1. Scalability through sharding

To access Ethereum's network, you must enter through a node. Each node must store a copy of the entire network history, including every single transaction since the beginning of Ethereum’s existence. As the network continues to grow, it gets harder for people to keep up with the storage requirements of running a node. Sharding fixes this.

Sharding lets nodes only download and process only a fraction of the network — a single shard. Sharding will split Ethereum’s databases, letting a node store a fraction of the Ethereum blockchain rather than the entire chain. This will increase storage capacity and reduce congestion, ultimately lowering fees during periods of high demand.

As each shard remains a subset of the overall Ethereum blockchain, this design radically increases Ethereum’s capacity while maintaining its decentralisation.

2. Security with staking

Proof of stake is the new way that everyone in the Ethereum network agrees on what transactions have occurred. It works by letting people validate block transactions according to how many coins they hold. The incentive is clear. If you hold a lot of ETH, you’re going to process transactions honestly as you have lots of money tied up in the network. And if you act dishonestly, the protocol can destroy your coins.

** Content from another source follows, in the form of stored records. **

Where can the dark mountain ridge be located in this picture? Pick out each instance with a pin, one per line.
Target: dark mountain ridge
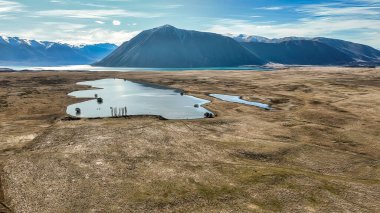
(169, 47)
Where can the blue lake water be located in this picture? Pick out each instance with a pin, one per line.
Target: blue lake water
(129, 69)
(137, 98)
(237, 99)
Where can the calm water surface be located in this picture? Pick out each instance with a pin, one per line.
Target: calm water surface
(139, 98)
(237, 99)
(130, 69)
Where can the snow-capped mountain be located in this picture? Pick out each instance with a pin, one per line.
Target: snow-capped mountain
(17, 51)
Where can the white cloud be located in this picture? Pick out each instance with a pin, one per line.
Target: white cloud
(95, 14)
(339, 10)
(174, 6)
(271, 8)
(10, 6)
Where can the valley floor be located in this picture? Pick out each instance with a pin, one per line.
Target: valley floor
(317, 151)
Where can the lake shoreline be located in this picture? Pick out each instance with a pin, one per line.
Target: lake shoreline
(314, 151)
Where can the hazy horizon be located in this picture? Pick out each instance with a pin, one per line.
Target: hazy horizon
(116, 21)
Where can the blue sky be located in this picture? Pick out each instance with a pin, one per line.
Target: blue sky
(116, 21)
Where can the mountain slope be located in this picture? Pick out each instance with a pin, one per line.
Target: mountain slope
(299, 52)
(16, 51)
(169, 47)
(359, 53)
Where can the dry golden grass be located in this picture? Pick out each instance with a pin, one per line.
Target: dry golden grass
(317, 151)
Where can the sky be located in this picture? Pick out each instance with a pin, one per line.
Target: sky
(117, 21)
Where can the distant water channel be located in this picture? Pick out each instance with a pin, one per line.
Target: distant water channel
(130, 69)
(117, 97)
(237, 99)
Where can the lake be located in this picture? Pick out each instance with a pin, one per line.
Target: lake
(129, 69)
(135, 99)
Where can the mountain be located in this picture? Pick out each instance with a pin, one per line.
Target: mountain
(290, 50)
(359, 52)
(169, 47)
(248, 38)
(300, 52)
(22, 52)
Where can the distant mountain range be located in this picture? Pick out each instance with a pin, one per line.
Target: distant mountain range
(15, 51)
(310, 51)
(170, 47)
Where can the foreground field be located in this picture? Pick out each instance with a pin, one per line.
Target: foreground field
(317, 151)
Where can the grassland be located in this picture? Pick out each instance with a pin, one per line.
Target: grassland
(318, 150)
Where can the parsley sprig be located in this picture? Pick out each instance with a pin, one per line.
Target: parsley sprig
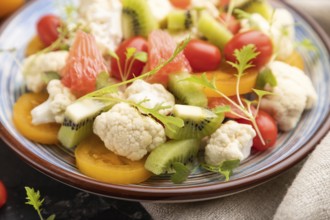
(244, 58)
(33, 199)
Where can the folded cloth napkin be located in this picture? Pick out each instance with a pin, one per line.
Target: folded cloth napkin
(303, 192)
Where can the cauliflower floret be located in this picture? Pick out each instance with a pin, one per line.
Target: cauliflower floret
(294, 93)
(150, 95)
(280, 30)
(52, 110)
(35, 66)
(160, 9)
(231, 141)
(128, 133)
(103, 19)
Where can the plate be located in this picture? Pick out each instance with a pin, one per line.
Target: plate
(58, 162)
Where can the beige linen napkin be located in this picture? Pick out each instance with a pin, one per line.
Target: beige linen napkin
(307, 198)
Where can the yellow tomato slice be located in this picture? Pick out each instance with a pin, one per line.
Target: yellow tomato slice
(35, 45)
(95, 160)
(226, 81)
(295, 59)
(44, 133)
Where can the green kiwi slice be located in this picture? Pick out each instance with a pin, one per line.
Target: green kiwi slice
(180, 20)
(198, 122)
(137, 18)
(161, 159)
(213, 30)
(78, 121)
(186, 92)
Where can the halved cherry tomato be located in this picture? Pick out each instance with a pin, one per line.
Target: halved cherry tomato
(230, 22)
(3, 194)
(220, 101)
(181, 3)
(261, 41)
(226, 81)
(95, 160)
(268, 129)
(202, 55)
(47, 28)
(141, 45)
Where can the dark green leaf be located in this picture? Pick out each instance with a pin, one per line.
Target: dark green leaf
(181, 173)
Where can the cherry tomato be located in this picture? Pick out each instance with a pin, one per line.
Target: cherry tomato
(262, 42)
(268, 129)
(3, 194)
(140, 44)
(47, 28)
(230, 22)
(181, 3)
(220, 101)
(202, 55)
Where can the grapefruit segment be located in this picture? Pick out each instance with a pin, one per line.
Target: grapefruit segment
(161, 48)
(83, 65)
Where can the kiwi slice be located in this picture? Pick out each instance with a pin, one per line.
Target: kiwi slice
(78, 121)
(161, 159)
(186, 92)
(198, 122)
(261, 7)
(213, 30)
(137, 18)
(180, 20)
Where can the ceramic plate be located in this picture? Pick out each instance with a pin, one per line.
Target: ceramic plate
(59, 163)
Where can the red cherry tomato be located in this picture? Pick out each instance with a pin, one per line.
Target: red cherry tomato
(47, 28)
(230, 22)
(181, 3)
(220, 101)
(268, 129)
(202, 55)
(262, 42)
(140, 44)
(3, 194)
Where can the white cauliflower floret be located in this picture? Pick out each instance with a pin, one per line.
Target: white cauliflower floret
(150, 95)
(231, 141)
(280, 30)
(160, 9)
(126, 132)
(35, 66)
(52, 110)
(294, 93)
(103, 19)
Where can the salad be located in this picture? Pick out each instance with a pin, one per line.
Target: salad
(141, 87)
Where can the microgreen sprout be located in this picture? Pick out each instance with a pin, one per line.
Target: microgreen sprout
(33, 199)
(244, 56)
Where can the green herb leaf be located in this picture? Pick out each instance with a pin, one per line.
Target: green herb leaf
(181, 173)
(244, 56)
(266, 77)
(113, 55)
(225, 168)
(221, 109)
(141, 56)
(130, 51)
(102, 80)
(240, 14)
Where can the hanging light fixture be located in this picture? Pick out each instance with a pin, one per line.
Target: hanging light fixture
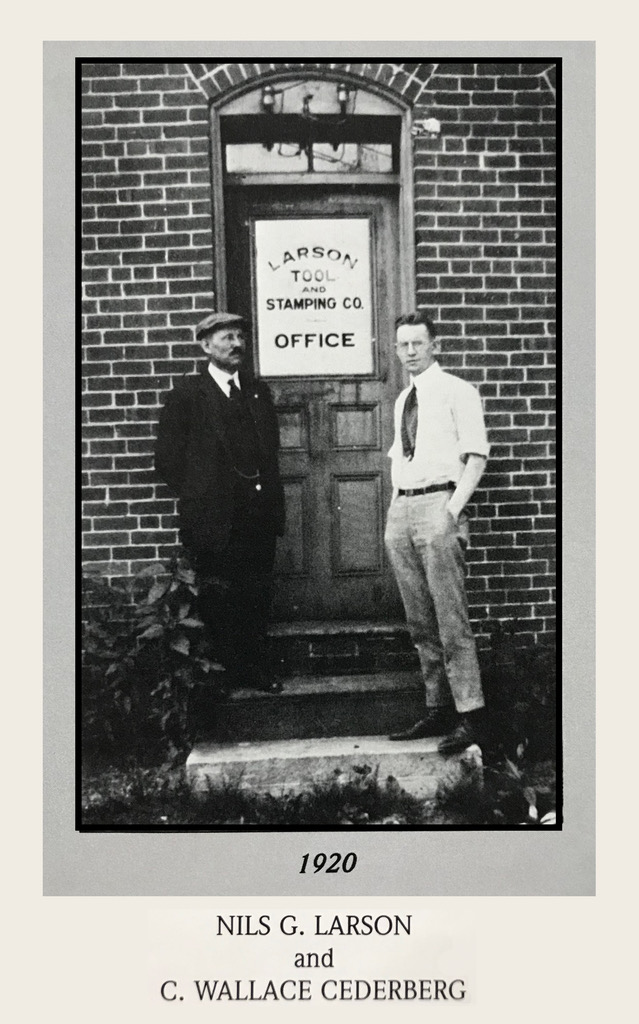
(343, 94)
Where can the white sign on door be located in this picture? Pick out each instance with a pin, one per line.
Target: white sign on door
(313, 297)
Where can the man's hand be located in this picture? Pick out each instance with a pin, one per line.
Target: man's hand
(473, 471)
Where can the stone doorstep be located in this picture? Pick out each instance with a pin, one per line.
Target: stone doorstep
(294, 765)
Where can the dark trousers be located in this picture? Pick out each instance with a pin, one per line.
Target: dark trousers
(236, 591)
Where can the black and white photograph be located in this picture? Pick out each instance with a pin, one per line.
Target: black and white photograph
(317, 316)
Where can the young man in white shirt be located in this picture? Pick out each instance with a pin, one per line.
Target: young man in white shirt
(438, 457)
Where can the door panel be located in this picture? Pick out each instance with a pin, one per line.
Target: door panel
(335, 430)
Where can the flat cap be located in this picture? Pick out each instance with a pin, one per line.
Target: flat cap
(213, 322)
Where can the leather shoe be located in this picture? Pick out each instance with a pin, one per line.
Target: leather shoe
(435, 723)
(468, 731)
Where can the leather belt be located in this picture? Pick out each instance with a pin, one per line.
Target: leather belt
(414, 493)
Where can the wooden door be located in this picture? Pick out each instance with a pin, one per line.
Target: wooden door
(335, 429)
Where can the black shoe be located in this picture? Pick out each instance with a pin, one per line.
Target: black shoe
(266, 683)
(436, 722)
(470, 730)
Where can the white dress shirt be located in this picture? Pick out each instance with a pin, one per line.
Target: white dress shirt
(223, 379)
(450, 427)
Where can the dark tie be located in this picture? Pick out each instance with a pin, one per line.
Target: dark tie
(409, 423)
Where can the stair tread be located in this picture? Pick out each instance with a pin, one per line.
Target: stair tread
(300, 686)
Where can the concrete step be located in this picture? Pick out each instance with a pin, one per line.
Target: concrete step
(340, 647)
(312, 707)
(295, 765)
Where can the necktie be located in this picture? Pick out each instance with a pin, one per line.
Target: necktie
(409, 423)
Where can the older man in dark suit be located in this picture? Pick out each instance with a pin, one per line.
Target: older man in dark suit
(217, 451)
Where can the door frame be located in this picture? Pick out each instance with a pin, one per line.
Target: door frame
(407, 185)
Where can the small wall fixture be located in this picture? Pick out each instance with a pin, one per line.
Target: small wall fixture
(343, 94)
(430, 127)
(268, 99)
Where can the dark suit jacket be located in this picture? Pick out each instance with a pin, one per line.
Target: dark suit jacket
(194, 457)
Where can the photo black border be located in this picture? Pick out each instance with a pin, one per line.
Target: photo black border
(217, 829)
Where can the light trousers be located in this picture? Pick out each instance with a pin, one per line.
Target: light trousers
(426, 549)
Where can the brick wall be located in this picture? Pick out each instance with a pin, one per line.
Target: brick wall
(485, 251)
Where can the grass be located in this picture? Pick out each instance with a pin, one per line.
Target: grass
(139, 796)
(160, 796)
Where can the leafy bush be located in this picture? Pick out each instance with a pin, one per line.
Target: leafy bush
(143, 653)
(507, 793)
(519, 682)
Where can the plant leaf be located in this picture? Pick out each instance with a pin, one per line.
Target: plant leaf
(153, 632)
(181, 645)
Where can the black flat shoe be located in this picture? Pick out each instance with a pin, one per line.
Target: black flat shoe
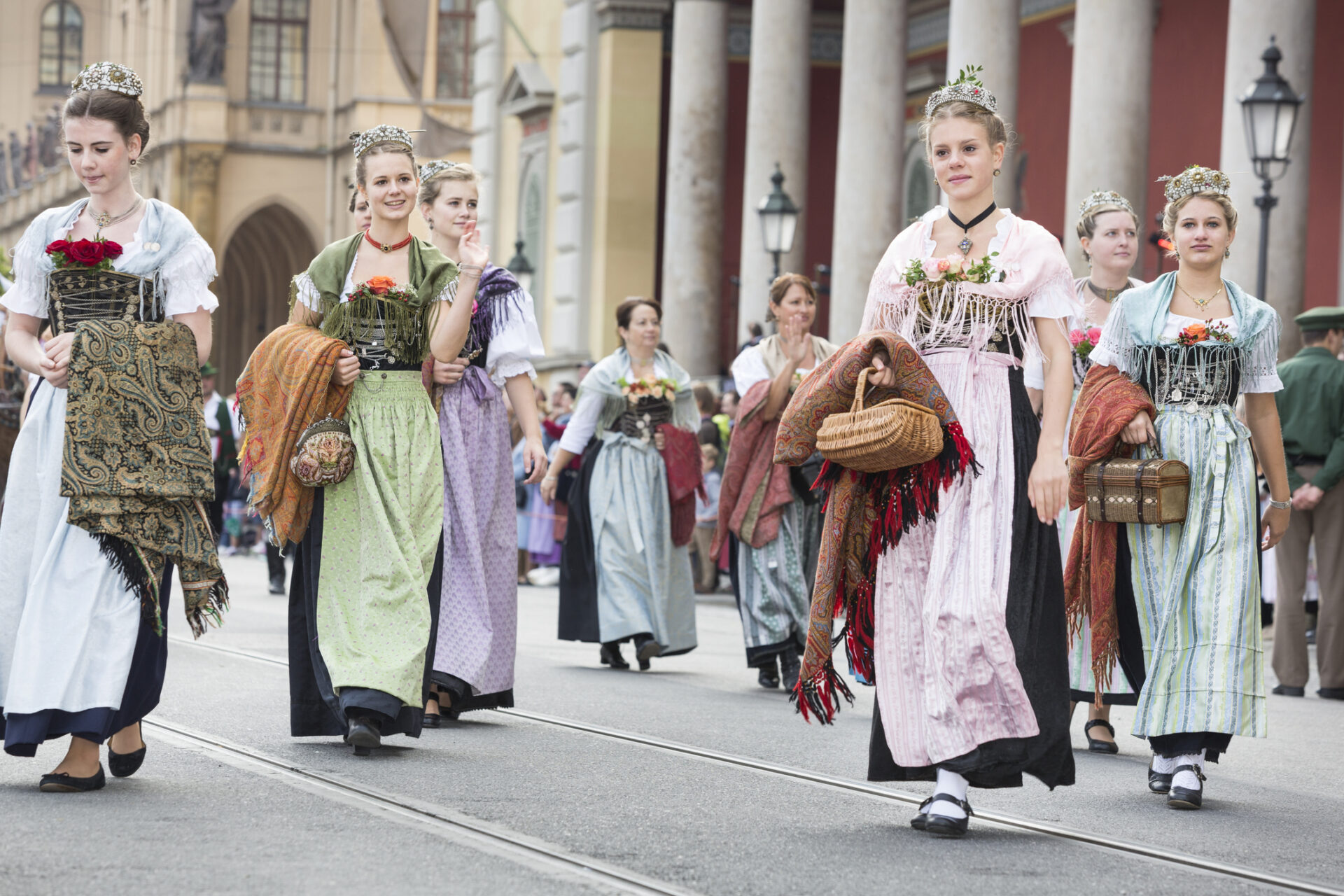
(363, 735)
(610, 656)
(65, 783)
(1101, 746)
(1158, 782)
(944, 827)
(1187, 797)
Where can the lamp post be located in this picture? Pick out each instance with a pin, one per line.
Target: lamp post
(521, 267)
(778, 219)
(1269, 112)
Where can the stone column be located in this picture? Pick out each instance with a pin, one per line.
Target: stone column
(1109, 111)
(1249, 29)
(869, 155)
(986, 33)
(692, 229)
(778, 99)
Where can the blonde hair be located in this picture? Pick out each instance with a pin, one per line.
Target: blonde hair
(1172, 213)
(995, 127)
(458, 171)
(1088, 223)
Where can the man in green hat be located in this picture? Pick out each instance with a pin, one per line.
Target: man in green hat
(1310, 410)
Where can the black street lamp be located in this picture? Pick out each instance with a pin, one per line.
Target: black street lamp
(521, 267)
(778, 219)
(1269, 112)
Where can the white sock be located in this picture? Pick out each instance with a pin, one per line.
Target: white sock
(1189, 780)
(953, 785)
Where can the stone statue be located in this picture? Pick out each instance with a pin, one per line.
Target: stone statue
(209, 38)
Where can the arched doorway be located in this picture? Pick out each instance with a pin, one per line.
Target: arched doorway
(262, 255)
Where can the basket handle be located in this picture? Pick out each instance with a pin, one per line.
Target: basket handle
(859, 388)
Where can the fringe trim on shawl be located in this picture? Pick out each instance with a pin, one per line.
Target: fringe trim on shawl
(901, 500)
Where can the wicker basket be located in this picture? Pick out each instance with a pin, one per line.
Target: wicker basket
(641, 421)
(1152, 492)
(892, 434)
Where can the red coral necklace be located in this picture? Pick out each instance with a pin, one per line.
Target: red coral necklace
(388, 248)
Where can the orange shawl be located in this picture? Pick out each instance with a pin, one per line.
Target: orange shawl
(1107, 403)
(284, 390)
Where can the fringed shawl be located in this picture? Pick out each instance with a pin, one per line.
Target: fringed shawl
(969, 315)
(866, 514)
(136, 463)
(1136, 323)
(433, 276)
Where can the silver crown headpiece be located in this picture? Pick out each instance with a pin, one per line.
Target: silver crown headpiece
(1098, 198)
(1194, 181)
(967, 88)
(382, 134)
(437, 167)
(108, 76)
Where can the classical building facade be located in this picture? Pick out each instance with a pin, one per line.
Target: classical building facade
(626, 143)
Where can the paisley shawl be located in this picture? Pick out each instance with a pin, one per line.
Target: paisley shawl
(866, 514)
(136, 463)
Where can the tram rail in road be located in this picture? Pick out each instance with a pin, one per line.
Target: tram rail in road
(1156, 853)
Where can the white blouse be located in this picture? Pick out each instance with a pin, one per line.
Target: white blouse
(186, 276)
(510, 351)
(588, 413)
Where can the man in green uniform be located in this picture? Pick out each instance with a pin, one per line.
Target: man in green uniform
(1310, 409)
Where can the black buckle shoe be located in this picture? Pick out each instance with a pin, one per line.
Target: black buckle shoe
(610, 656)
(65, 783)
(942, 825)
(1109, 747)
(1187, 797)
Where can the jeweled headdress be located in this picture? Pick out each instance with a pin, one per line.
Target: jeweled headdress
(1100, 198)
(108, 76)
(967, 88)
(437, 167)
(381, 134)
(1194, 181)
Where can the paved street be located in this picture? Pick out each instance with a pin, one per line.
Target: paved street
(504, 802)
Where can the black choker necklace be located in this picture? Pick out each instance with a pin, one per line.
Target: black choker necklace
(965, 242)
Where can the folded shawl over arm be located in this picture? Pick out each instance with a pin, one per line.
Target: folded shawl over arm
(1107, 403)
(284, 390)
(866, 514)
(136, 463)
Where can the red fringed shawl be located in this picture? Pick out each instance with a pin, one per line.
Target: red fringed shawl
(1107, 403)
(866, 514)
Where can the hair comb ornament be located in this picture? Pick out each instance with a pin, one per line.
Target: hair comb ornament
(108, 76)
(1098, 198)
(1195, 179)
(435, 168)
(967, 88)
(382, 134)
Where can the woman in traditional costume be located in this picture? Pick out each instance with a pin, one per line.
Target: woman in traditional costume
(625, 573)
(476, 601)
(1108, 232)
(359, 614)
(85, 580)
(971, 643)
(771, 507)
(1193, 342)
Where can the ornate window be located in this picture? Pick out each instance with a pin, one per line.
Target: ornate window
(61, 52)
(454, 50)
(277, 51)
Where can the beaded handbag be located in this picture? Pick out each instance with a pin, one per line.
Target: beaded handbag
(324, 453)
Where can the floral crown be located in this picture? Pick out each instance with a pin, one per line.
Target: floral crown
(382, 134)
(1194, 181)
(1100, 198)
(433, 168)
(108, 76)
(967, 88)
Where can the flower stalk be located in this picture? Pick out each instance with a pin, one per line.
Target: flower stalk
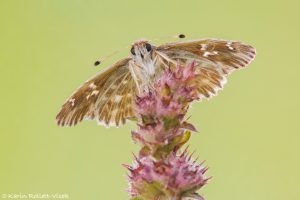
(162, 171)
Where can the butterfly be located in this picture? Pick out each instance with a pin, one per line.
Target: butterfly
(108, 97)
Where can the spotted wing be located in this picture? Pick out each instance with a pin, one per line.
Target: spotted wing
(107, 98)
(215, 59)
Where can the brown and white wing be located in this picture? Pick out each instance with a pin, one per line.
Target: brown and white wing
(107, 98)
(215, 59)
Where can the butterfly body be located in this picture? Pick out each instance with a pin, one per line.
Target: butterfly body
(108, 97)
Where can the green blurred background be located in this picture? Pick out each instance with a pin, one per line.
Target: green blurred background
(249, 133)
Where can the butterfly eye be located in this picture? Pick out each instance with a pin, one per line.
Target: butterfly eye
(148, 47)
(132, 51)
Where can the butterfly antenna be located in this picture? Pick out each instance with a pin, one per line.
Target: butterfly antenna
(180, 36)
(101, 60)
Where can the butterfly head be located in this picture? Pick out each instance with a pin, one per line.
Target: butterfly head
(141, 50)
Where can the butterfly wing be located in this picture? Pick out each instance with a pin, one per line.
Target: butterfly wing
(215, 59)
(107, 98)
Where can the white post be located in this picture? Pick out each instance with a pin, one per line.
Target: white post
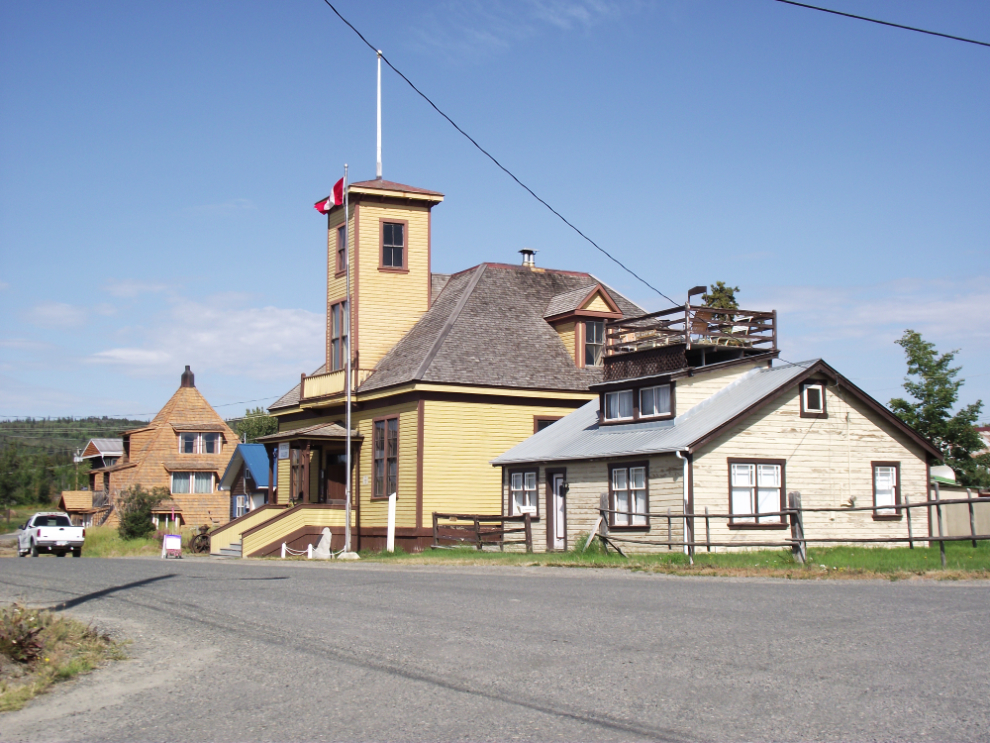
(347, 351)
(379, 169)
(390, 538)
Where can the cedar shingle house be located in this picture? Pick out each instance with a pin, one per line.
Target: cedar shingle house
(448, 372)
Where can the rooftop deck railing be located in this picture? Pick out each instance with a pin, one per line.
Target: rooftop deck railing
(693, 325)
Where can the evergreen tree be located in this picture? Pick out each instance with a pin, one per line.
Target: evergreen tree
(932, 383)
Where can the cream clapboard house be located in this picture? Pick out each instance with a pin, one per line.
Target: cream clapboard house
(695, 413)
(448, 372)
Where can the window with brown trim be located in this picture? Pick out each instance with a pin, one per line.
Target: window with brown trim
(523, 495)
(341, 249)
(393, 248)
(386, 456)
(756, 488)
(886, 490)
(629, 494)
(339, 323)
(813, 400)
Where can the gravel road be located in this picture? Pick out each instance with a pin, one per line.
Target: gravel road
(267, 651)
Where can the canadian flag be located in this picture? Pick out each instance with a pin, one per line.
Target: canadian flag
(335, 199)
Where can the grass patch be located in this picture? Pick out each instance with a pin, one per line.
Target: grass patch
(39, 648)
(962, 561)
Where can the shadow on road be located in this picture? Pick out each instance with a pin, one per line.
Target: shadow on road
(107, 591)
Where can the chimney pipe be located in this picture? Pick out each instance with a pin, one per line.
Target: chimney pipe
(188, 378)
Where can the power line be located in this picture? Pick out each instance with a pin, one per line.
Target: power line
(884, 23)
(487, 154)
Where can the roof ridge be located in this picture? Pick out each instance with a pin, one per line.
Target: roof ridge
(449, 323)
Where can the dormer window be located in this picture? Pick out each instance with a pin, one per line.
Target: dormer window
(654, 401)
(618, 405)
(594, 342)
(813, 400)
(199, 443)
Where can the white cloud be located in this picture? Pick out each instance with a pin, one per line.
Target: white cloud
(56, 315)
(130, 288)
(220, 335)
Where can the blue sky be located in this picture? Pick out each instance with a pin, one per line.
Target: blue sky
(159, 162)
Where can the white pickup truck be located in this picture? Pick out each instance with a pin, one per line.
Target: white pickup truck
(50, 532)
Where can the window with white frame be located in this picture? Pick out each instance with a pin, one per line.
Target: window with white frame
(654, 401)
(813, 400)
(755, 489)
(522, 493)
(630, 499)
(200, 443)
(885, 488)
(618, 405)
(192, 482)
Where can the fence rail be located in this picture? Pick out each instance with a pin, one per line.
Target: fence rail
(481, 531)
(792, 516)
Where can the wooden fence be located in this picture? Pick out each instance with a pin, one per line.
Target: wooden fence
(794, 515)
(480, 531)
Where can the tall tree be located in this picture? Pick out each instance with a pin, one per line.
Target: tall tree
(933, 385)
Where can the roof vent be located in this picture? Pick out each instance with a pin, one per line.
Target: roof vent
(188, 378)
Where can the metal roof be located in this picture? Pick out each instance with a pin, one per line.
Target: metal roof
(579, 436)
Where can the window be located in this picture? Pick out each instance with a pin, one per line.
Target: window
(618, 405)
(393, 244)
(200, 443)
(386, 449)
(192, 482)
(654, 401)
(886, 489)
(630, 501)
(341, 249)
(594, 342)
(339, 324)
(813, 400)
(756, 487)
(522, 493)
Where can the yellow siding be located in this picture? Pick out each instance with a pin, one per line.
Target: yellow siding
(375, 512)
(390, 303)
(827, 461)
(566, 332)
(597, 304)
(298, 518)
(690, 391)
(460, 440)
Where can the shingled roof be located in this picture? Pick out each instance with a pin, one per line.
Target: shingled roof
(486, 328)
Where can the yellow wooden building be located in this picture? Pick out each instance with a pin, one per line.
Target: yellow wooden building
(449, 371)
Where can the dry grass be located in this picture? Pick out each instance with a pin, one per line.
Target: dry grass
(39, 648)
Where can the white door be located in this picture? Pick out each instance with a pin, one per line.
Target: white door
(559, 513)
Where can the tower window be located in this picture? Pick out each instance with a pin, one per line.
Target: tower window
(393, 245)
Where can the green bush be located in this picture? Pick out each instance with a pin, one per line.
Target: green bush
(135, 511)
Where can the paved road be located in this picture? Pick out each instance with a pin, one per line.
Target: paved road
(266, 651)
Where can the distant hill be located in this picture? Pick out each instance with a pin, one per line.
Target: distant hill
(61, 436)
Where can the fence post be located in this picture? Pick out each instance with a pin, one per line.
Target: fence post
(938, 510)
(670, 536)
(800, 548)
(708, 531)
(907, 510)
(972, 519)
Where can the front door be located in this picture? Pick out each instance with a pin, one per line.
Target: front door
(558, 510)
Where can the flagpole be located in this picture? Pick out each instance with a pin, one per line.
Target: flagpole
(379, 169)
(347, 350)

3. Sustainability with PoS

The mining that’s required for proof of work uses a great deal of computing power and energy. Proof of stake makes that far more efficient by attributing the mining power to the proportion of coins held by a miner, rather than by how much computing power they’re using. This means the network is secured by aligning economic incentives with the miners, rather than relying on energy-dense computations.

The future of Ethereum 2.0

“Once Ethereum has scalability via layer-2 tech or ETH 2.0 all questions are answered,” said Jamie Anson, founder of Nifty Orchard. “By the time ETH 2.0 and rollups work together there will be 100,000 transactions per second capacity. That’ll mean a completely seamless experience for the next billion people.”

Along with the potential to scale to billions of users, Ethereum is likely to become a deflationary cryptocurrency, meaning that more ETH is burned than issued. As investor Nikhil Shamapant calculated, Ethereum 2.0 would reduce sell pressure by an estimated 90% — the equivalent of three Bitcoin halvings. As the supply decreases while demand increases, this is bullish for the price of ETH.

If Ethereum 2.0 scales successfully, couldn’t it take market share from the traditional financial sector? Ethereum's founder Vitalik Buterin isn’t worried if it does. “If you talk about empowering the little guy, as much as you want to couch it in flowery terminology that makes it sound fluffy and good, you are necessarily disempowering the big guy. And personally, I say screw the big guy. They have enough money already.”